Aux indépendances, les archives du gouvernement général de l’AEF ont été divisées en deux ensembles : les archives dites de souveraineté et les archives dites de gestion, suivant le modèle établi par la convention contractée en Indochine en 1950 entre Bao Daï et la France.

À la différence des archives de l’AOF, intégralement laissées à Dakar en 1960 d’un commun accord entre la France et le Sénégal, les archives de l’AEF sont conservées entre Aix-en-Provence (Archives nationales de l’Outre Mer, ANOM) pour les archives de souveraineté et Brazzaville pour les archives de gestion (Archives nationales du Congo).
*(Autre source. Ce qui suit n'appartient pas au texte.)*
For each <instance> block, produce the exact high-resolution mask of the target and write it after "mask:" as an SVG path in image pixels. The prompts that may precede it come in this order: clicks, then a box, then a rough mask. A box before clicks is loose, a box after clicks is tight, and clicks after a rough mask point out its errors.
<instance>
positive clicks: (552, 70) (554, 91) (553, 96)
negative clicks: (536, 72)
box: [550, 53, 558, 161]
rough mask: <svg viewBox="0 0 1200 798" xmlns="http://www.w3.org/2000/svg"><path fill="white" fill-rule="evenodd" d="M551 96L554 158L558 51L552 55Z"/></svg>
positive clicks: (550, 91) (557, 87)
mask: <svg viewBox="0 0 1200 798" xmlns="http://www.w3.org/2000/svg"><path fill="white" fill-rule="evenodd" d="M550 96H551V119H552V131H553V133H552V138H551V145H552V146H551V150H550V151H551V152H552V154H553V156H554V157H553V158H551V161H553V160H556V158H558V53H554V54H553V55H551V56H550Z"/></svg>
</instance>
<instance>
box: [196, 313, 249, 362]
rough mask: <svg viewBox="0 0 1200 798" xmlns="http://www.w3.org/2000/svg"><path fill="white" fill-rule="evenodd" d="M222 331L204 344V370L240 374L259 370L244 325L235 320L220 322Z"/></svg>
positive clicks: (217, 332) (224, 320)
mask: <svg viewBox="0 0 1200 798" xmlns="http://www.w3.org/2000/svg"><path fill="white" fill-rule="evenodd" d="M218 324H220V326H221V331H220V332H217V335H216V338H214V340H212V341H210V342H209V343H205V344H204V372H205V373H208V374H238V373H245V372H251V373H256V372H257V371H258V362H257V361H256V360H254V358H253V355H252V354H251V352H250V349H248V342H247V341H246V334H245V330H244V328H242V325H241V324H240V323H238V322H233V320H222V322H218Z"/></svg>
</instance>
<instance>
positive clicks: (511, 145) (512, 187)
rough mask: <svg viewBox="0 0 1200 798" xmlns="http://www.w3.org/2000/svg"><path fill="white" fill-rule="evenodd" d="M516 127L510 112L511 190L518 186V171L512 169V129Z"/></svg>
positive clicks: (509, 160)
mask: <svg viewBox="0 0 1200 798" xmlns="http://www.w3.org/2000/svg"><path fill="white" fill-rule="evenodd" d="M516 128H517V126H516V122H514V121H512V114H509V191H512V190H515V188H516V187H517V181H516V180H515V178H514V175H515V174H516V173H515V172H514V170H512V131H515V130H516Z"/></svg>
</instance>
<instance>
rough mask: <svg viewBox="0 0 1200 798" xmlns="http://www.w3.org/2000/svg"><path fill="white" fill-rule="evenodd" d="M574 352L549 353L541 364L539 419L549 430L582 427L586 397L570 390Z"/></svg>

Toutefois, la ligne de partage n’est finalement pas aussi nette car des archives qualifiables de souveraineté (comme certains documents du cabinet du gouverneur général) s’avèrent conservées à Brazzaville.

Les archives Nationales du Congo se sont dotées d’un site internet à l’initiative de deux historiens spécialistes de l’Afrique, Jean-Pierre Bat (CNRS-Institut des mondes africains) et Vincent Hiribarren (King’s College London), en accord et avec le concours des Archives nationales du Congo en la personne de Raoul Ngokaba (directeur des Affaires administratives et financières à la direction générale du patrimoine et des archives) et en la personne de Brice Owabira (directeur des Archives nationales du Congo), et de l’Institut français de Brazzaville en la personne de Richard Mouthuy (conseiller de coopération à l’action culturelle et directeur de l’Institut français).

Dans l’attente de la construction d’un bâtiment définitif, les archives ont déménagé sur un site temporaire en 2012 installé au Centre de Formation et de Recherche d’Art Dramatique (CFRAD), derrière le Conseil Économique et Social à Brazzaville.